Mettant de côté l’interprétation fondée sur le concept de l’absurdité de l’existence humaine et le reproche du défaut logique du roman, je poserai la question : existe-t-il un niveau de compréhension psychique cohérent en dépit de son apparente absence ? J’anticiperai un tant soit peu, pour des raisons de clarté, sur la conclusion de mon analyse. L'Etranger nous met sous les yeux deux séries de données dont une relève du vide affectif de Meursault ; tandis que l’autre concerne le manque de deuil à la mort de la mère. La cohésion de ces données se manifestera progressivement, d’abord au travers du meurtre de l’Arabe, puis dans la plaidoirie du procureur, et enfin dans l’explication énigmatique que fournit Meursault lui-même de son acte. Pour avancer il convient d’esquisser l’état d’âme de Meursault afin d’en conjecturer la cause.

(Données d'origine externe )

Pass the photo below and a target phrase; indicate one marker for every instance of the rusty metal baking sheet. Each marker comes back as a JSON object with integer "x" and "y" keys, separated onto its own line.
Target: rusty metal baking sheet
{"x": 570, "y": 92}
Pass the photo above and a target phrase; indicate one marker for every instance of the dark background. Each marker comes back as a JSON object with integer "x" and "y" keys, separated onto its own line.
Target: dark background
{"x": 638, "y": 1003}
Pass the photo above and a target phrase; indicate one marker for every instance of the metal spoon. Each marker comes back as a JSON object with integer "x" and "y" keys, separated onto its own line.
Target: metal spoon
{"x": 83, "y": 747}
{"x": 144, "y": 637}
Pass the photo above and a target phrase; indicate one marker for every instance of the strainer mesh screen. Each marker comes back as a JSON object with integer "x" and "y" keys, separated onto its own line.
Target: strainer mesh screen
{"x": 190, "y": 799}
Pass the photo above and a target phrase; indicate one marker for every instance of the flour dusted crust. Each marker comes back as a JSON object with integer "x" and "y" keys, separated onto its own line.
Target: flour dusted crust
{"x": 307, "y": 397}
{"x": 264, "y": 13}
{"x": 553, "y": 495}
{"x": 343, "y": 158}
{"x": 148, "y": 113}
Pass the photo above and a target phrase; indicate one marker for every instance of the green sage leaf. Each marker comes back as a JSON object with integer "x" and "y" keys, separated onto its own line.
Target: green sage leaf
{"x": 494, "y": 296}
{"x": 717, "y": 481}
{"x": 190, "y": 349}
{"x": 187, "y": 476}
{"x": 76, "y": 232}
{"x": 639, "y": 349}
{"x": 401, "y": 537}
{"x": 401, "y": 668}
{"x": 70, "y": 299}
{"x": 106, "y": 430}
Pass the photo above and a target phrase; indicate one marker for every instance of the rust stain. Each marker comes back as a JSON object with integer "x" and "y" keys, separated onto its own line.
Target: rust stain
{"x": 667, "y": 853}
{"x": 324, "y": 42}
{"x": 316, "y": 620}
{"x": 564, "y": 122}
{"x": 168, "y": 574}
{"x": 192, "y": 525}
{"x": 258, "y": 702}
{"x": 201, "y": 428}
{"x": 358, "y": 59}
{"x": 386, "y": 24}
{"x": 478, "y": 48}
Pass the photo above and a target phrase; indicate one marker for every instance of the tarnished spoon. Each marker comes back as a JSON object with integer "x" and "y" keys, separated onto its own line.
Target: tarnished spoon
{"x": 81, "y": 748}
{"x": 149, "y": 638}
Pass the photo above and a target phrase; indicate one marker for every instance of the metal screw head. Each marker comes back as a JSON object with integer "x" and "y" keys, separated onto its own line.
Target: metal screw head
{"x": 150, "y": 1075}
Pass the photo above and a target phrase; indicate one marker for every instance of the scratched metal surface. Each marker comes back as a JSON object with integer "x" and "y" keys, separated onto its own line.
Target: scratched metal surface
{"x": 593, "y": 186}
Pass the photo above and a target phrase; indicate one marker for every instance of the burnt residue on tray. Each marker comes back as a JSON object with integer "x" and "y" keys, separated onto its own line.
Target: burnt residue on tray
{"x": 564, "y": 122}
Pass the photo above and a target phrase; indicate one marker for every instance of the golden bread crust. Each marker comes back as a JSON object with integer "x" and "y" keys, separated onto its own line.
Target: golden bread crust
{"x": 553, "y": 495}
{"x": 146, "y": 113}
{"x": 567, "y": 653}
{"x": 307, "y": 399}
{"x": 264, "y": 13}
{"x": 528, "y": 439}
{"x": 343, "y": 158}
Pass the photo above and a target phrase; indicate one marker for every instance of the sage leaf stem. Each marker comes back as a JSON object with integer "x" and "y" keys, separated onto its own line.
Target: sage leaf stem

Meursault est parfaitement détaché par rapport à tout ce qu’il fait ; rien ne le remue à part les pures sensations d’ordre physique. Qu’elles soient insignifiantes ou importantes, voire fatales, les choses arrivent à Meursault sans qu’il en ressente le moindre effet. A la question de Marie, est-ce qu’il l’aime, il répondra que cela ne veut rien dire. Lorsqu’elle lui demande s’il veut bien se marier avec elle, il affirme qu’il le ferait dès qu’elle le voudrait, mais que « naturellement » il aurait accepté la même proposition venant d’une autre femme également. Le patron de Meursault lui offre la possibilité de travailler à Paris, proposition à laquelle il répond que, dans le fond, ça lui est égal d’y aller ou non. Un voisin de palier (Raymond Sintès), plutôt louche, et que Meursault connaît à peine, lui raconte une rixe avec le frère de sa maîtresse algérienne, sur laquelle il s’apprête à se venger. Par la même occasion, Raymond demande à Meursault s’il veut être son copain. Comme d’habitude, Meursault dira que cela lui est égal et puis il écrira sans la moindre hésitation une lettre que Raymond utilisera pour piéger la jeune femme. Plus tard, Meursault acceptera de servir de témoin pour Raymond au commissariat dans une affaire dont il ignore les tenants et les aboutissants ; il fait cela tout simplement parce que Raymond l’en a prié. Meursault vient de tuer un homme ; le juge d’instruction s’enquiert s’il regrette son acte et Meursault de répondre que, plutôt que du véritable regret, il éprouve de l’ennui. Le juge se dit scandalisé du manque de foi de Meursault et de son indifférence à la vue du crucifix. « ‘Je n’ai jamais vu d’âme aussi endurcie que la vôtre. Les criminels qui sont venus devant moi ont toujours pleuré devant cette image de la douleur”. J’allais répondre que c’était justement parce qu’il s’agissait de criminels '. » Si, pour tous les autres, le meurtre de l’Arabe est un crime,c il n’en est manifestement pas ainsi aux yeux de Meursault. Mais si ce n’est pas un crime, de quoi s’agit-il ?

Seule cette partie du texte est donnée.